Alguém escreveu a carta aos Efésios e usou o nome de Paulo para dar autoridade ao escrito. Este alguém seria um cristão que conhecia os ensinamentos de Paulo, mas foi avante na reflexão sobre a Igreja, sua natureza e sua função no mundo como comunidade una e universal.
Sabemos que Paulo escreveu com certeza as sete cartas canônicas: aos Romanos, a primeira e a segunda aos Coríntios, aos Gálatas, aos Filipenses, a primeira aos Tessalonicenses e a Filemon. É bem provável que tenha escrito também a segunda aos Tessalonicenses, aos Colossenses e a segunda a Timóteo. Efésios, Tito e a primeira a Timóteo são obras da Escola Paulina. Hebreus é obra autônoma, de um cristão bem formado, possivelmente Apolo, de Alexandria, que viveu em Éfeso e em Corinto.
A carta aos Efésios é de tipo universal. Foi escrita para toda a Igreja e não exatamente às comunidades de Éfeso. Ao longo do tempo recebeu esse nome de Carta aos Efésios e foi atribuída ao apóstolo Paulo. Ela tem certo parentesco com a carta aos Colossenses. As duas cartas destacam a idéia da Igreja como um Corpo e basta estar nesse Corpo para ser seguidor de Jesus Cristo. Não há necessidade de outras práticas. A Igreja aparece com a função de mediação. São Paulo já tinha morrido quando a carta foi escrita. Era, pois, importante manter a unidade das comunidades em torno de idéias firmes e claras sobre o significado da própria comunidade.
O cristão, que continua vivendo no mundo, mas passou a integrar uma comunidade de fé formada por seguidores de Jesus Cristo, deve saber que faz parte de um Corpo cuja cabeça é Cristo. A Igreja, que sua pessoa ajuda a formar, é um ser em Cristo, uma nova construção, um templo santo, a esposa de Cristo, a plenitude de Cristo, a nova criatura, o homem perfeito. Ela é na terra o espaço no qual se pode viver a novidade de vida trazida pelo Salvador.
Uma passagem de especial importância para a compreensão da obra de Jesus nesta terra e da unidade universal em sua pessoa encontra-se em 2,11-22. Aqui se vê que a Igreja é o que é por causa de sua cabeça, Jesus Cristo. A carta não propõe uma “eclesiolatria”, mas uma eclesiologia fundamentada numa clara cristologia. A Igreja não vem ocupar o lugar de Jesus. Ela está a seu serviço em favor do mundo.

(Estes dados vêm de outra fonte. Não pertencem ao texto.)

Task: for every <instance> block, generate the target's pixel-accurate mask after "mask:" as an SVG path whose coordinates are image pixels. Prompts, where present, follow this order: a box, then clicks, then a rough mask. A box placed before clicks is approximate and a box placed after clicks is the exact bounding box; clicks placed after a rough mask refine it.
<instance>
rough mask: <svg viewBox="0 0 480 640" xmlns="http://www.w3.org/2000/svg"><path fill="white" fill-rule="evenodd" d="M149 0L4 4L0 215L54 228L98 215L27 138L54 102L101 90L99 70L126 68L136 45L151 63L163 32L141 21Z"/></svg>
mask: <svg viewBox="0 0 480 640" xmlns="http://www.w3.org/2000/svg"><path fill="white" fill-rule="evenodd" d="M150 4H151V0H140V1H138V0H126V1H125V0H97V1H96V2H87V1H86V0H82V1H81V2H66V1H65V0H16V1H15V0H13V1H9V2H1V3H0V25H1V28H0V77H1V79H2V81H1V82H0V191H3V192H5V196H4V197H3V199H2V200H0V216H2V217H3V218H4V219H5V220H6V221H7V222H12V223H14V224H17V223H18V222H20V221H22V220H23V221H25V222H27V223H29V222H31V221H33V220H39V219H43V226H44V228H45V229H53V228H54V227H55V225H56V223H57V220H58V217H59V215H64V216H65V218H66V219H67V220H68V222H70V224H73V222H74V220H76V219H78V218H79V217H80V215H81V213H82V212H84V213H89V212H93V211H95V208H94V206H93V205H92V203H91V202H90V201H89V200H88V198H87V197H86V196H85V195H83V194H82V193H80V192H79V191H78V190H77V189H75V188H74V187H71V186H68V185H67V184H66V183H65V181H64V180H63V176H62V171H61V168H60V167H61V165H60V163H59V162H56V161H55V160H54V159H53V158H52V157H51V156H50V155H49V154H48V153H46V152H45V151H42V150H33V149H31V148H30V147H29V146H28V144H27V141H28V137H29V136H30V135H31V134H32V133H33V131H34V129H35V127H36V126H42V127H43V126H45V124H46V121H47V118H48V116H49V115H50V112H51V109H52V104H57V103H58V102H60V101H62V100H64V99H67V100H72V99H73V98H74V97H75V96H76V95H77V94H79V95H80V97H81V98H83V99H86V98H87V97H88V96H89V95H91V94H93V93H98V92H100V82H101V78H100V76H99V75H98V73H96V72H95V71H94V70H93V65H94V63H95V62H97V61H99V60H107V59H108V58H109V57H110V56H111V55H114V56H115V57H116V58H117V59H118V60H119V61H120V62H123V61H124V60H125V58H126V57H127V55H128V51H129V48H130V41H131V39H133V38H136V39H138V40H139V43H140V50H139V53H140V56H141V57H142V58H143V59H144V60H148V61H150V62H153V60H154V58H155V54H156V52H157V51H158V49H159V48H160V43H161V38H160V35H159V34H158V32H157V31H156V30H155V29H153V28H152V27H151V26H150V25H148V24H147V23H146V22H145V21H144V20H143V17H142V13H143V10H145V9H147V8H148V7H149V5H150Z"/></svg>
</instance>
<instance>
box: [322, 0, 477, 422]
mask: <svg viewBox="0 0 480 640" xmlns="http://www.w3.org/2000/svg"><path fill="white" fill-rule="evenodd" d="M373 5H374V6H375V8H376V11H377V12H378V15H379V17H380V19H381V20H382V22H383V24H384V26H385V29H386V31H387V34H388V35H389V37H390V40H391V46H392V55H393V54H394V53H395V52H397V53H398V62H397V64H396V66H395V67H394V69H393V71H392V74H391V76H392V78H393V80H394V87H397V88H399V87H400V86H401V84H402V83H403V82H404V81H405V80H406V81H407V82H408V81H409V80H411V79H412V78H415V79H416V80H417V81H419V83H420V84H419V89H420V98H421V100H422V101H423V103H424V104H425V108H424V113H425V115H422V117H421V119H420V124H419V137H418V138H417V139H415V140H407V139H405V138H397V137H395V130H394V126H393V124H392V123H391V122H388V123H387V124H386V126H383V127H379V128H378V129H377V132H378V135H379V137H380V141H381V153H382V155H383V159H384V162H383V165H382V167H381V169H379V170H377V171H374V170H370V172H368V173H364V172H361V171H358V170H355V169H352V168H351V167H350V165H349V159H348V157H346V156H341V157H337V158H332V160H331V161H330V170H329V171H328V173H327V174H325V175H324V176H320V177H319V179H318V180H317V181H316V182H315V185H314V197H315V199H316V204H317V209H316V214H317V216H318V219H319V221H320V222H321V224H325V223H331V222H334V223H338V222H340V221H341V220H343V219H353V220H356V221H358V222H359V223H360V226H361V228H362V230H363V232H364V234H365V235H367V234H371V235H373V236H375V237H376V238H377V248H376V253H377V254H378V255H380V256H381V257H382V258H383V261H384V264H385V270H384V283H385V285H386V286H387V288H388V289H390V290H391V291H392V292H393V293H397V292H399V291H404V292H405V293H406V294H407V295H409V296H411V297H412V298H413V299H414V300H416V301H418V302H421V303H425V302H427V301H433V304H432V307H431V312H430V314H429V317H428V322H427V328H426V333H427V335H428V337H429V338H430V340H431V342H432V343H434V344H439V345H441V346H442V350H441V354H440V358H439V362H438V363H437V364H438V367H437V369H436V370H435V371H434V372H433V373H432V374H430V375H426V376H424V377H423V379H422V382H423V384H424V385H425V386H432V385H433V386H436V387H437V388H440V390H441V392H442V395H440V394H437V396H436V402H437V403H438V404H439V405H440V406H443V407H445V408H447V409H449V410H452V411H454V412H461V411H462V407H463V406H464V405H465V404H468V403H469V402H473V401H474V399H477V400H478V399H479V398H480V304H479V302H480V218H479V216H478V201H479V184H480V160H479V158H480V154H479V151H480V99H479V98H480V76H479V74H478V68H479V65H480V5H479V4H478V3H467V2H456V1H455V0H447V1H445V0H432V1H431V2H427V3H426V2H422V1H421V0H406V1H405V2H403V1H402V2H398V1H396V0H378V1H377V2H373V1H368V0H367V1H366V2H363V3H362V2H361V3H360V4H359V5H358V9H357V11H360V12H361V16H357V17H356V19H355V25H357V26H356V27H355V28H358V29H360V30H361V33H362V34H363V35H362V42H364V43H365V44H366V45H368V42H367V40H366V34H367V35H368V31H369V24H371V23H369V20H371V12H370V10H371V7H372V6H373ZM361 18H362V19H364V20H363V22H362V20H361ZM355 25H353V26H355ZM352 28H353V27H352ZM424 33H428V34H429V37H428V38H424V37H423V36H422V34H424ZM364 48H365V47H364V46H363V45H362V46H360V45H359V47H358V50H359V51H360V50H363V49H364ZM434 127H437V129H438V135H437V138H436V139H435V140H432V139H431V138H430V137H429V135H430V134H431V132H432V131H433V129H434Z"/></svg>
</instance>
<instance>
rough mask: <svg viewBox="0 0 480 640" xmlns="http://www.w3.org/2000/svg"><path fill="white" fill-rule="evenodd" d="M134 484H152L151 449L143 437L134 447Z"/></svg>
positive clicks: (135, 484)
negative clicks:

“Ele é a nossa paz”, diz o texto. A paz não é simples ausência de guerra ou um bem estar interior quando as relações sociais vão bem. A paz é alguém, e esse alguém é Jesus. Nele estamos na paz, porque ele vem fazer dos dois povos um só. Dois povos são os judeus e os gregos, ou a toda a humanidade. Ele veio fazer do mundo inteiro um só povo. Para isso ele derruba o muro que separa uns dos outros e mata a inimizade em sua própria carne. As distâncias começam e crescem. Ele vem encurtá-las. Entre mim e o outro, um tijolo dá início ao muro de separação. Conhecemos na história o muro de Berlim e hoje em dia o muro que separa israelenses e palestinos. Ele veio derrubar “o muro de separação, suprimindo em sua carne a inimizade”. Ele não mata o inimigo. Ele mata a inimizade, e a mata em si mesmo. Ele se sacrifica para que a inimizade desapareça. O resultado da reconciliação é o Homem Novo ou a Paz. Agora todos, judeus e pagãos, num só Espírito, podemos chegar até o Pai.
Curiosamente, o autor coloca no centro da sua reflexão como a causa da inimizade e da separação, ou como explicação do que é a inimizade, “a Lei dos mandamentos expressa em preceitos”. Podemos entender de forma rápida essa expressão como a afirmação de que uma vida na Paz, com relacionamentos humanos de qualidade, não se faz sobre a observância de leis e de preceitos, e sim na caridade. A entrega de Jesus foi um ato livre de amor. A observância dos preceitos pode dar a falsa idéia de superioridade e de separação.
Depois da introdução, da saudação e da benção do início (1,1-23), a carta desenvolve longamente o tema da Igreja una e universal, explicando em que consiste ser um mesmo Corpo (2,1-3,21) e viver nesse corpo (4,1-6,9). A conclusão (6,10-24) é feita de exortações e saudações finais.
Um bom propósito para o ano paulino é ler as cartas de São Paulo, as 14 atribuídas ao Apóstolo.